After an extended holiday from the blog and from work in general, I have to say I’m glad to be back. I hope everyone out there in isixsigma land enjoyed the season as much as I did.
I started a project in the U.K. this week. I’m fascinated by the differences in culture one finds when one travels outside his or her home territory and I always make point of watching the local news to try and gain insight into the top concerns of the locals. This trip has proven to be particularly interesting relative to such observations.
Most Americans are probably familiar with reality television and some are certainly viewers of a show titled “Big Brother”. If you’re not familiar with this show, its premise is to assemble a group of strangers in a house and have them engage in a strange sort of competition to see who can outlast the others. While I’m not a viewer of the American version of the show, the U.K. version got my attention this week as it has created a firestorm of controversy. It seems one of the contestants made some derisive remarks about a housemate who is Indian. The comments have drawn cries of protest across Britain, provoked street marches in India, and even created a political rift to which both Indian and British government officials have been forced to respond. Having heard the comments I certainly think they were inappropriate but the ignorant and perhaps prejudicial comments of a single individual on a reality television show hardly strike me as justifiable cause for an international “racism” crisis. It’s TV people, get a grip on yourselves!
What is most fascinating about this is the thought that while it appears easy to get the international community stirred up about an issue based on a single incident, we never see protests when bad statistics are used in the media, or most anywhere else for that matter.
First of all, it strikes me as incredible that we’re continuously bombarded with the notion that singular events apply universally to the entire population. Such extrapolation can be seen on news channels world wide on most any given day. Ice melts in Antarctica and we’re all told we’ll be overcome by the rising tide of global warming in a matter of years. One prejudiced remark, on a television show designed to create strife between contestants, and suddenly the whole country is labeled racist. Based on reports, I guess we can safely assume the record snows in the Western U.S. this year indicate the ice age is upon us; right?

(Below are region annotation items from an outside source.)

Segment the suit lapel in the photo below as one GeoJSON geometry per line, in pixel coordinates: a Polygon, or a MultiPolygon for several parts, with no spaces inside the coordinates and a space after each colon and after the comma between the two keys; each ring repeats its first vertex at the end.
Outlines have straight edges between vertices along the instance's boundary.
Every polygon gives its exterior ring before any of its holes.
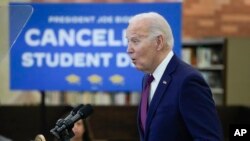
{"type": "Polygon", "coordinates": [[[178,58],[174,55],[170,60],[167,68],[165,69],[165,72],[163,73],[163,76],[161,77],[161,80],[157,86],[157,89],[154,93],[153,99],[149,106],[148,116],[146,120],[146,135],[148,131],[147,128],[151,124],[152,118],[162,99],[162,96],[166,94],[167,88],[171,83],[172,80],[171,73],[174,72],[175,68],[177,67],[177,64],[178,64],[178,58]]]}

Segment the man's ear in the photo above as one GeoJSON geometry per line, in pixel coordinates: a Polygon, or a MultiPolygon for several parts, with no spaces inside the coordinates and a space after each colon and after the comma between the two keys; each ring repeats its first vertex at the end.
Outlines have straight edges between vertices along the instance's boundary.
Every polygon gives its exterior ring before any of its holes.
{"type": "Polygon", "coordinates": [[[156,37],[156,44],[157,44],[158,51],[163,49],[164,45],[163,45],[163,36],[162,35],[158,35],[156,37]]]}

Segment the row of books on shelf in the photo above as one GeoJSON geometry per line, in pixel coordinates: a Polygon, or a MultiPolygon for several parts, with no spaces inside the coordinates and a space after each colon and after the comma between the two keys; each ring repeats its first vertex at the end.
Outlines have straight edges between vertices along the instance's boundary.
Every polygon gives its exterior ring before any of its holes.
{"type": "Polygon", "coordinates": [[[47,105],[60,104],[92,104],[92,105],[138,105],[139,92],[47,92],[45,103],[47,105]]]}
{"type": "Polygon", "coordinates": [[[184,47],[182,48],[182,59],[198,68],[222,66],[223,64],[222,50],[213,47],[184,47]]]}

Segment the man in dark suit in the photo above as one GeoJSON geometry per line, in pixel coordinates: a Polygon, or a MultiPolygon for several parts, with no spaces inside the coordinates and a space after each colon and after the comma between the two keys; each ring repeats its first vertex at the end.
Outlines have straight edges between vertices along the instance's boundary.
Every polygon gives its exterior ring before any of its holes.
{"type": "Polygon", "coordinates": [[[138,110],[141,141],[221,141],[211,90],[172,51],[168,22],[155,12],[138,14],[129,21],[126,37],[132,62],[146,73],[138,110]]]}

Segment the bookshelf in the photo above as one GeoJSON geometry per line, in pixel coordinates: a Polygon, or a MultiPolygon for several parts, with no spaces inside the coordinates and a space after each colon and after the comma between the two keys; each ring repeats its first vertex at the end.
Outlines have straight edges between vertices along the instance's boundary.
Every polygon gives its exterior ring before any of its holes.
{"type": "Polygon", "coordinates": [[[183,40],[182,59],[198,69],[211,88],[216,105],[225,105],[226,40],[183,40]]]}

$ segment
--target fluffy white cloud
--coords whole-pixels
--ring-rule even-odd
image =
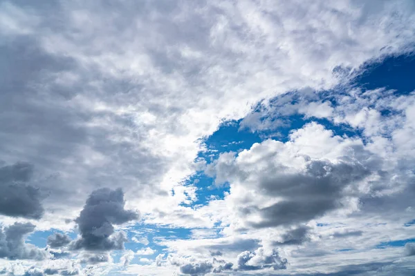
[[[307,257],[295,257],[293,246],[302,244],[309,254],[308,243],[326,237],[315,246],[323,254],[335,250],[331,239],[353,237],[363,250],[387,240],[385,229],[410,238],[397,225],[413,218],[413,95],[380,99],[379,91],[356,90],[336,95],[335,105],[314,91],[347,82],[368,61],[413,50],[414,10],[412,0],[3,1],[0,191],[9,196],[0,196],[0,219],[4,229],[33,230],[32,219],[39,219],[40,230],[78,227],[75,247],[82,251],[71,255],[77,258],[71,264],[56,257],[37,264],[38,271],[24,260],[8,265],[8,273],[104,275],[129,265],[126,273],[205,274],[237,269],[243,252],[246,267],[282,268],[294,257],[293,269],[308,273],[309,262],[301,262]],[[268,100],[288,91],[304,101],[291,104],[285,95],[273,110]],[[262,113],[250,113],[260,101]],[[382,107],[398,114],[385,118]],[[270,139],[223,153],[208,171],[216,184],[230,183],[229,193],[188,206],[198,187],[186,180],[204,166],[196,160],[205,150],[204,137],[229,119],[244,118],[241,128],[275,130],[287,126],[279,115],[295,112],[346,124],[364,137],[335,136],[311,124],[286,143]],[[21,164],[24,179],[15,173]],[[125,201],[108,192],[89,204],[97,190],[119,188]],[[186,241],[159,240],[169,256],[185,262],[175,266],[158,255],[153,263],[131,264],[127,251],[118,266],[107,262],[109,253],[84,252],[122,248],[127,237],[113,234],[114,226],[133,224],[137,217],[126,210],[136,209],[143,224],[196,228]],[[396,224],[371,225],[374,239],[362,240],[358,231],[365,226],[356,220],[380,210],[382,219],[371,224],[387,217]],[[320,230],[317,219],[349,228]],[[24,253],[35,248],[22,239],[29,230],[15,239]],[[223,237],[215,238],[219,231]],[[3,255],[10,257],[10,236],[1,235]],[[142,236],[133,241],[149,243]],[[221,259],[212,259],[219,254],[212,252]],[[398,254],[387,252],[379,259]],[[13,254],[23,259],[28,253]],[[367,259],[358,255],[361,263]],[[329,263],[335,266],[336,257]]]

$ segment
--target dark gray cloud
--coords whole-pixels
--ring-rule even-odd
[[[312,160],[304,173],[264,176],[260,187],[268,195],[284,200],[258,209],[264,220],[255,228],[306,222],[340,207],[342,191],[348,184],[363,179],[370,172],[358,162]]]
[[[9,259],[31,259],[42,260],[48,253],[33,244],[25,243],[28,235],[35,230],[30,223],[15,222],[3,229],[0,229],[0,257]]]
[[[244,251],[238,255],[239,270],[258,270],[273,268],[275,270],[286,269],[288,262],[282,259],[275,250],[270,255],[265,253],[262,248],[255,252]]]
[[[282,241],[275,241],[274,245],[293,245],[301,244],[303,242],[309,240],[307,234],[311,228],[306,226],[299,226],[290,231],[288,231],[281,237]]]
[[[71,249],[123,249],[127,236],[123,232],[114,233],[113,224],[138,219],[138,213],[124,208],[124,193],[120,188],[93,191],[75,220],[81,237],[70,245]]]
[[[180,267],[180,271],[192,276],[204,275],[212,271],[212,263],[205,262],[196,264],[187,264]]]
[[[28,183],[33,172],[33,165],[26,162],[0,168],[0,214],[40,219],[44,213],[42,194]]]
[[[213,269],[213,273],[221,273],[223,271],[226,271],[226,270],[232,270],[232,268],[233,267],[233,264],[232,263],[226,263],[223,265],[221,264],[217,267],[215,267]]]
[[[65,246],[71,241],[71,237],[65,234],[55,233],[48,237],[48,245],[52,248],[59,248]]]
[[[415,255],[415,243],[408,242],[405,245],[405,253],[407,256]]]

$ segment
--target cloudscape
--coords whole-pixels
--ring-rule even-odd
[[[0,68],[0,275],[415,275],[414,0],[2,0]]]

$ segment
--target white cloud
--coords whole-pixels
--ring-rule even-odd
[[[33,184],[45,195],[37,229],[73,230],[88,195],[122,188],[126,209],[140,210],[143,224],[199,229],[191,240],[161,241],[169,253],[195,253],[192,262],[202,264],[212,261],[204,257],[210,250],[227,248],[223,262],[237,264],[238,254],[283,240],[279,238],[299,227],[299,221],[308,223],[309,238],[318,240],[317,218],[363,227],[346,215],[366,219],[365,214],[378,214],[376,208],[385,209],[388,219],[411,217],[411,211],[399,219],[392,215],[410,207],[407,197],[413,195],[397,195],[408,188],[412,175],[412,95],[380,100],[376,92],[367,97],[355,91],[335,106],[320,99],[306,105],[308,98],[298,106],[286,101],[281,114],[299,112],[347,124],[363,130],[370,142],[333,136],[314,124],[293,132],[286,143],[267,140],[239,155],[222,154],[210,169],[218,184],[230,181],[230,192],[200,208],[186,206],[197,200],[197,185],[185,180],[203,166],[195,162],[205,150],[201,139],[223,121],[245,118],[241,126],[259,130],[285,125],[262,120],[262,114],[246,115],[260,101],[269,105],[270,99],[293,90],[317,97],[310,91],[347,81],[367,61],[413,50],[412,0],[6,1],[1,8],[0,144],[7,146],[0,148],[0,164],[33,164]],[[385,119],[379,108],[369,106],[374,103],[400,115]],[[297,177],[326,177],[333,200],[319,197],[317,190],[309,191],[315,201],[288,191],[304,188]],[[281,195],[270,187],[278,177],[293,181]],[[270,207],[284,200],[306,209],[293,215],[299,220],[270,219],[279,210]],[[16,220],[1,217],[5,227]],[[266,234],[260,228],[270,224],[279,226]],[[205,230],[216,225],[225,237]],[[407,237],[397,226],[387,227],[396,231],[394,237]],[[380,230],[370,231],[376,238],[365,246],[387,239]],[[327,232],[328,237],[335,233]],[[141,235],[133,241],[149,244]],[[367,259],[358,254],[362,262]],[[129,263],[131,254],[122,260]],[[292,266],[308,269],[309,263],[299,261]],[[13,264],[15,274],[30,265]],[[89,266],[82,273],[103,275],[113,265]],[[130,264],[126,273],[151,275],[158,268]],[[158,271],[171,275],[172,266]]]

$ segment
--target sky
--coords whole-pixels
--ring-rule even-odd
[[[413,0],[0,0],[0,275],[415,275]]]

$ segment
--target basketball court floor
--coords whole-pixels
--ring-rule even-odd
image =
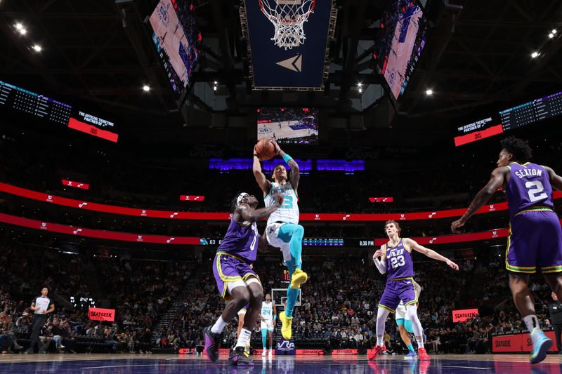
[[[360,356],[282,356],[255,357],[253,366],[232,366],[227,356],[217,362],[204,356],[171,354],[5,354],[0,356],[0,373],[367,373],[431,374],[562,373],[562,356],[549,356],[531,366],[526,355],[436,355],[430,361],[406,361],[402,356],[386,356],[369,361]]]

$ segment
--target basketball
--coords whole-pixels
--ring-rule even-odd
[[[275,146],[270,139],[262,139],[256,145],[256,153],[261,160],[270,160],[275,156]]]

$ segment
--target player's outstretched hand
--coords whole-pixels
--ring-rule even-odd
[[[275,194],[275,202],[279,204],[280,206],[283,205],[283,201],[285,200],[285,197],[283,196],[283,194]]]
[[[450,260],[447,260],[447,265],[449,265],[449,267],[451,269],[452,269],[453,270],[458,270],[459,269],[459,265],[457,265],[457,264],[455,264],[455,262],[453,262]]]
[[[268,251],[268,238],[266,236],[266,232],[259,236],[258,238],[258,251],[262,253],[267,253]]]
[[[382,255],[383,255],[383,253],[382,253],[382,250],[381,248],[379,248],[377,251],[375,251],[374,253],[373,253],[373,261],[374,261],[375,260],[377,260],[379,257],[382,257]]]
[[[273,140],[273,139],[270,139],[269,141],[271,142],[271,144],[273,144],[273,147],[275,147],[275,154],[279,154],[279,152],[281,152],[281,147],[279,147],[279,145],[277,144],[277,142]]]
[[[464,226],[464,222],[462,220],[457,220],[451,224],[451,231],[454,234],[458,234],[460,232],[459,229],[463,226]]]

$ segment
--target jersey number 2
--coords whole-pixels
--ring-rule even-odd
[[[280,208],[281,209],[292,209],[293,208],[293,196],[285,196],[285,200],[283,201],[283,205],[282,205]]]
[[[538,201],[539,200],[542,200],[543,199],[547,199],[548,197],[548,195],[546,192],[542,192],[542,191],[544,189],[544,187],[543,187],[540,180],[528,182],[525,184],[525,187],[529,189],[527,193],[529,195],[529,200],[530,200],[531,203],[534,203],[535,201]],[[541,194],[541,192],[542,193]]]

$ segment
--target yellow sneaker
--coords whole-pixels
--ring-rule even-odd
[[[291,288],[298,290],[301,288],[301,285],[306,283],[308,280],[308,274],[300,269],[295,269],[293,273],[293,277],[291,279]]]
[[[279,314],[279,319],[281,320],[281,335],[283,338],[289,340],[291,339],[291,329],[293,327],[293,317],[285,316],[285,311]]]

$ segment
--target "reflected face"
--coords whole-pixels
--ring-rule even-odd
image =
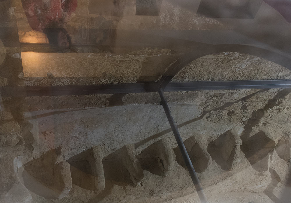
[[[70,46],[69,40],[67,35],[63,32],[60,31],[58,34],[58,44],[60,46],[68,47]]]

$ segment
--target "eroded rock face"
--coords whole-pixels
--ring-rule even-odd
[[[105,157],[102,162],[105,178],[118,184],[139,184],[143,173],[136,155],[134,145],[129,144]]]
[[[52,149],[25,164],[22,174],[29,190],[47,199],[61,199],[72,186],[69,163],[62,160],[60,147]]]
[[[239,146],[241,144],[238,135],[229,130],[210,143],[207,151],[221,168],[230,170],[238,162]]]
[[[275,149],[279,157],[286,161],[290,161],[291,155],[291,143],[290,138],[286,137],[279,141],[276,145]]]
[[[184,141],[184,144],[196,172],[203,172],[211,165],[212,160],[206,150],[206,146],[196,142],[194,137]],[[177,162],[184,168],[187,168],[178,147],[175,148],[174,152]]]
[[[168,140],[160,139],[137,155],[142,168],[158,175],[167,176],[172,170],[173,160]]]
[[[274,140],[260,131],[243,142],[241,148],[254,168],[262,172],[269,170],[269,153],[274,149],[276,144]]]
[[[87,190],[104,189],[102,158],[100,147],[96,146],[68,160],[73,184]]]

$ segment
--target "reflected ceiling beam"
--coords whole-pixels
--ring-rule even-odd
[[[250,89],[290,88],[291,80],[241,80],[169,83],[165,92]],[[157,92],[156,86],[146,83],[94,85],[2,87],[3,97],[36,97],[102,94],[128,94]]]

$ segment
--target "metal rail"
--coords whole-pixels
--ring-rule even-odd
[[[205,195],[204,194],[203,189],[200,185],[199,180],[197,176],[197,174],[196,173],[196,172],[195,171],[193,165],[192,164],[192,162],[190,160],[190,157],[189,157],[189,155],[187,152],[187,150],[186,150],[186,148],[184,145],[183,140],[180,135],[180,133],[179,133],[179,130],[176,125],[175,122],[171,115],[171,112],[169,108],[169,106],[168,106],[167,100],[164,96],[162,89],[161,89],[159,91],[159,93],[160,95],[160,96],[161,97],[161,99],[162,100],[160,104],[163,105],[165,113],[167,115],[168,120],[171,126],[172,130],[173,131],[173,133],[174,133],[175,138],[176,138],[176,141],[177,142],[177,144],[178,144],[180,151],[182,154],[182,156],[183,157],[184,159],[184,161],[188,169],[188,171],[189,171],[189,173],[190,174],[190,176],[191,176],[192,181],[193,181],[193,183],[194,184],[194,186],[196,189],[196,191],[197,191],[197,193],[198,193],[200,201],[201,203],[207,203],[208,202],[207,201],[206,197],[205,197]]]
[[[159,91],[155,83],[97,85],[0,87],[3,97],[128,94]],[[170,82],[164,92],[291,88],[291,80]]]

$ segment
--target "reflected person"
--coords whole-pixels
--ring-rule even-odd
[[[76,10],[77,0],[22,0],[28,23],[44,33],[50,45],[60,50],[69,48],[71,37],[64,25]]]

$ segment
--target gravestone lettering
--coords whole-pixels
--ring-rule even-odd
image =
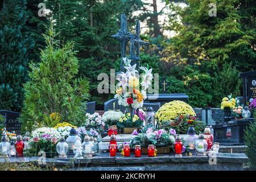
[[[20,113],[9,110],[0,110],[0,114],[5,118],[5,126],[9,132],[15,131],[16,134],[20,134],[21,123],[18,118]]]
[[[248,106],[256,98],[256,71],[240,73],[243,79],[243,100]]]
[[[167,92],[167,86],[170,85],[170,82],[166,81],[166,78],[164,77],[162,79],[162,87],[163,88],[163,93],[166,93]]]

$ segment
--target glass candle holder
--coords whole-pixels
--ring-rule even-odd
[[[110,144],[109,146],[109,156],[110,157],[115,156],[117,153],[117,149],[115,148],[115,144]]]
[[[182,142],[180,135],[177,135],[175,138],[174,149],[176,157],[182,157]]]
[[[125,157],[130,156],[130,145],[129,144],[126,144],[123,146],[123,152]]]
[[[140,145],[136,145],[134,147],[135,156],[137,158],[141,157],[141,148]]]
[[[149,144],[147,147],[147,153],[149,157],[154,157],[155,152],[155,147],[154,144]]]

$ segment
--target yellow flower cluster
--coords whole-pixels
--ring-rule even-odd
[[[122,118],[119,119],[119,122],[122,122],[123,121],[126,121],[130,117],[131,117],[131,114],[130,113],[127,113],[126,115],[125,114],[124,114]],[[135,122],[136,121],[139,119],[139,117],[138,115],[137,115],[136,114],[135,114],[133,118],[133,122]]]
[[[56,129],[60,127],[65,127],[65,126],[68,126],[72,127],[74,127],[75,129],[77,128],[77,127],[76,127],[76,126],[72,125],[71,125],[69,123],[65,122],[58,123],[56,126],[55,126],[54,127],[54,128]]]
[[[187,103],[180,101],[174,101],[166,103],[155,114],[155,118],[158,122],[171,121],[174,120],[180,115],[188,114],[196,116],[196,113],[192,107]]]
[[[60,121],[61,117],[58,113],[54,112],[50,114],[50,117],[53,121]]]
[[[139,79],[135,76],[132,76],[129,78],[129,85],[133,88],[135,88],[139,85]]]
[[[234,98],[232,98],[230,100],[228,97],[224,97],[222,98],[222,102],[221,104],[221,109],[225,109],[228,108],[233,109],[236,106],[236,100]]]

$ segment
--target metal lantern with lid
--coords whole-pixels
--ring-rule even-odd
[[[242,116],[243,118],[249,118],[251,116],[251,112],[248,109],[248,107],[247,106],[245,107],[245,109],[243,109],[242,112]]]
[[[20,135],[18,135],[17,139],[15,142],[15,148],[18,153],[18,157],[23,156],[23,150],[25,147],[25,144],[22,139],[22,136]]]
[[[68,152],[68,144],[65,142],[65,138],[60,137],[60,141],[57,143],[56,151],[59,154],[59,158],[67,158],[67,154]]]
[[[3,135],[0,143],[0,154],[5,158],[9,158],[10,154],[10,143],[6,135]]]
[[[69,136],[66,139],[66,142],[68,144],[68,149],[71,154],[73,154],[73,150],[75,147],[75,144],[77,140],[82,141],[81,138],[77,135],[77,131],[72,127],[69,132]]]
[[[193,126],[190,126],[188,129],[187,135],[184,138],[184,144],[188,148],[188,151],[192,155],[196,155],[195,143],[198,139],[198,136],[196,135],[196,131]]]
[[[197,155],[206,155],[206,150],[208,147],[207,142],[204,139],[203,133],[199,134],[198,139],[196,141],[196,150],[197,151]]]
[[[90,137],[88,135],[84,136],[84,142],[82,144],[82,152],[86,157],[92,157],[93,154],[93,144],[90,140]]]
[[[94,154],[94,139],[93,138],[93,136],[90,136],[90,141],[92,142],[93,146],[92,146],[92,153]]]
[[[210,151],[212,150],[212,147],[213,144],[213,135],[212,134],[210,129],[208,126],[207,126],[204,129],[204,136],[208,144],[207,151]]]
[[[28,142],[28,138],[27,136],[23,136],[23,142],[24,144],[24,150],[30,148],[30,146]]]
[[[148,107],[145,115],[145,127],[153,126],[155,127],[155,112],[152,107]]]
[[[174,150],[175,150],[175,157],[182,157],[182,142],[180,135],[177,134],[174,143]]]
[[[15,148],[15,142],[14,140],[11,140],[10,144],[10,155],[11,157],[14,158],[17,156],[17,152]]]
[[[74,149],[73,152],[75,154],[74,158],[77,159],[84,159],[82,156],[82,147],[81,141],[77,140],[75,143]]]

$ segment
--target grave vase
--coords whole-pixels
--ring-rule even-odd
[[[224,110],[224,121],[225,122],[231,121],[231,110],[230,109]]]

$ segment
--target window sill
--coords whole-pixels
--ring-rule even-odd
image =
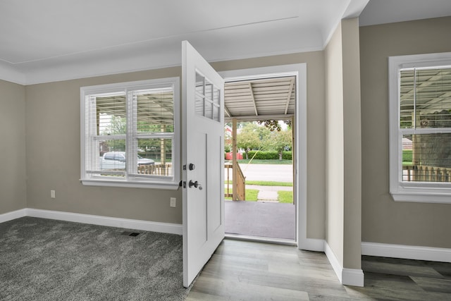
[[[412,191],[390,192],[390,194],[395,202],[451,204],[451,192],[445,192],[443,190],[433,190],[413,188]]]
[[[150,188],[166,190],[177,190],[178,182],[149,183],[142,181],[119,181],[111,180],[80,180],[86,186],[122,187],[126,188]]]

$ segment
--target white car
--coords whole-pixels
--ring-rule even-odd
[[[138,166],[142,165],[154,164],[152,159],[143,158],[137,156]],[[109,152],[104,154],[100,159],[100,170],[125,169],[125,152]]]

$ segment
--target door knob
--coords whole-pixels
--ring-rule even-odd
[[[193,182],[192,180],[190,180],[190,183],[188,184],[188,186],[190,187],[190,188],[194,186],[195,188],[199,188],[199,190],[202,190],[202,185],[199,184],[197,181]]]

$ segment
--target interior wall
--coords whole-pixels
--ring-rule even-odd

And what about correlation? Does an increase in the number of shark bites off the coast of Florida indicate that sharks have developed a taste for human flesh? Or could it be that sharks have always been there and now that more people are entering the water annually, we have more shark bites. Better yet, maybe the species is determined to exact revenge for not being paid royalties from the movie “Jaws”.
The point is, why do we always have to have a fantastic explanation for events which are most often quite within the range of probability for a given set of circumstances? I guess the proliferation of news channels competing for advertising dollars drives the sensationalism but they only sell what the general public is willing to buy. Maybe the answer is to design TV’s that require a 15 minute math lesson when you turn them on before you can move on to other programming. Or maybe we just need to turn off the television altogether. After all, statistics confirm that everyone who watches TV will die.
Who will join me in this battle against Statisticism? Let’s coordinate events in cities across the country and burn our remote controls in effigy. Even better, write in to the blog with your statistical abuse stories. We should at least make an effort to share a chuckle over the matter.